Gast, in turn, provided an overview of how the Trump administration’s proposed budget might affect U.S.-Africa engagement. He noted that while three famines were announced in sub-Saharan Africa this year, the recent budget proposes a 44 percent reduction in humanitarian assistance. Funding for peacekeeping forces in Africa are to be cut by 65 percent, and the U.S. African Peacekeeping Rapid Response Partnership and Security Governance Initiative programs will be eliminated. Furthermore, support for the Mandela Washington Fellowship Young African Leaders Initiative (YALI), regional integration programming, and Feed the Future will be downsized. Twelve African countries are completely zeroed out of the budget, including Niger in the Sahel, which is facing security threats from terrorism. In general, these changes do not seem to encourage much needed investment or job creation and could ultimately perpetuate extremism and violence among vulnerable youth, he asserted.

Additionally, he mentioned that the White House has not defined an Africa strategy yet (noting, however, that the Obama administration took 3.5 years to develop theirs so such a strategy might not emerge for a while). Still, according to Gast, the cuts to Africa-related programs presented in the budget proposal suggest that the Trump administration might be moving away from deeper engagement with Africa, and that it does not view Africa as a growth market for U.S. exports in the way that the previous administration did. The proposed cuts to the operational budgets in USAID and State have also prompted concerns that a reduction in force could be imminent and could lead to a withdrawal of development engagement and diplomacy with the continent.

Beyond the direct scope of USAID and State, other U.S. agencies with linkages to Africa, such as the Overseas Private Investment Corporation (OPIC), are on the chopping block. Mosbacher discussed how OPIC fits into the overall architecture of U.S. economic and development assistance by helping U.S. firms mitigate the risk of foreign direct investment in low-income countries through loans and guarantees, private equity funds, and political risk insurance. According to Mosbacher, OPIC helps American companies compete abroad since many European countries and China, (among other countries,) subsidize firms attempting to enter emerging markets. Notably, OPIC makes roughly $350 million in revenue annually and its operating costs amount to $70 million, so it actually reduces the federal deficit by approximately $280 million every year. Although the panelists agreed that OPIC is an important part of the U.S.’s international development strategy, Pletka pointed out that some members of government view OPIC as corporate cronyism and claim that it skews free markets. Mosbacher argued that this is due to a misunderstanding of what OPIC does. OPIC does not compete with the private sector since it only steps in once private sector actors choose not to provide their products to American firms, he contended. Its contribution to creating jobs both in the U.S. and on the continent, especially in light of the demographic boom there, cannot be understated.

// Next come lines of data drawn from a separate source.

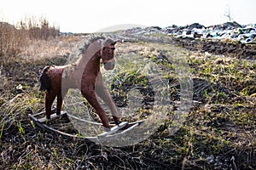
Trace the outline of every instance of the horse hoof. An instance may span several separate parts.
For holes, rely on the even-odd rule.
[[[116,120],[114,121],[114,123],[119,126],[121,123],[121,122],[119,120]]]
[[[106,132],[110,132],[110,131],[111,131],[111,128],[105,128],[105,131],[106,131]]]

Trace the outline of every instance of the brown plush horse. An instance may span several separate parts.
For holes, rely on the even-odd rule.
[[[50,119],[51,105],[57,97],[56,114],[61,114],[62,101],[69,88],[79,88],[83,96],[94,107],[103,127],[109,128],[106,112],[97,101],[96,92],[110,108],[113,118],[120,123],[114,102],[105,87],[100,71],[100,60],[104,68],[114,67],[114,45],[117,42],[104,37],[91,37],[80,49],[79,59],[62,66],[46,66],[39,78],[40,90],[45,93],[46,117]]]

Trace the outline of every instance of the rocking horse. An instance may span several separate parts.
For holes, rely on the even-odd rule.
[[[40,90],[45,91],[45,114],[50,119],[51,106],[57,97],[56,115],[61,115],[63,98],[69,88],[79,88],[82,95],[95,109],[102,126],[109,131],[110,126],[106,112],[99,104],[96,94],[109,107],[116,125],[121,123],[115,104],[103,83],[100,71],[100,61],[102,60],[106,70],[114,68],[113,41],[104,37],[91,37],[80,48],[79,60],[61,66],[46,66],[39,77]]]

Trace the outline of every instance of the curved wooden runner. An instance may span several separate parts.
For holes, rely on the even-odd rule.
[[[53,110],[53,111],[54,111],[54,110]],[[70,134],[70,133],[60,131],[58,129],[55,129],[54,128],[51,128],[47,125],[47,122],[48,121],[51,122],[53,120],[61,118],[62,116],[67,116],[67,117],[72,117],[73,119],[77,119],[82,122],[90,123],[93,125],[102,126],[102,124],[99,123],[99,122],[90,122],[90,121],[86,121],[86,120],[76,117],[73,115],[67,114],[67,111],[64,111],[64,110],[61,110],[61,115],[56,115],[55,113],[52,114],[50,120],[47,120],[45,118],[45,116],[44,116],[43,118],[37,118],[37,116],[42,116],[42,115],[45,116],[45,111],[42,111],[42,112],[37,113],[35,115],[29,114],[28,116],[30,117],[30,119],[33,122],[33,123],[36,126],[38,126],[43,129],[48,130],[49,132],[57,133],[61,135],[64,135],[64,136],[67,136],[67,137],[87,139],[92,140],[94,142],[96,142],[97,140],[99,140],[100,139],[102,139],[102,138],[113,138],[113,137],[116,137],[118,135],[122,135],[122,134],[127,133],[128,131],[131,131],[131,129],[135,128],[136,127],[140,126],[141,124],[143,124],[144,122],[144,121],[139,121],[139,122],[123,122],[119,126],[117,126],[115,124],[110,124],[110,127],[112,127],[112,128],[109,132],[104,132],[101,134],[98,134],[97,136],[83,136],[81,134]],[[118,133],[119,130],[122,130],[122,131],[120,133]]]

In response to a question from Coulibaly regarding the appropriate vision and criteria policymakers should employ during budget allocation discussions, Pletka argued that budget adjustments should address structural budgetary issues, but also follow a coherent foreign policy and development strategy, which, she noted, in the present budget documents, is missing. Although panelists agreed that some reform in the development community is needed, maintaining international programming related to the region’s key development issues, including humanitarian assistance, enhancing U.S. and African competitiveness, and encouraging innovation and entrepreneurship, is important. Finally, some panelists raised concerns that the cuts to foreign assistance and diplomacy may equate to the U.S. “ceding Africa to China” or that overreliance on military engagement in the region could even provoke instability in some already unstable countries. Panelists agreed that continued debate on the right level and form of engagement is essential to effective and sustainable foreign policy engagement in Africa.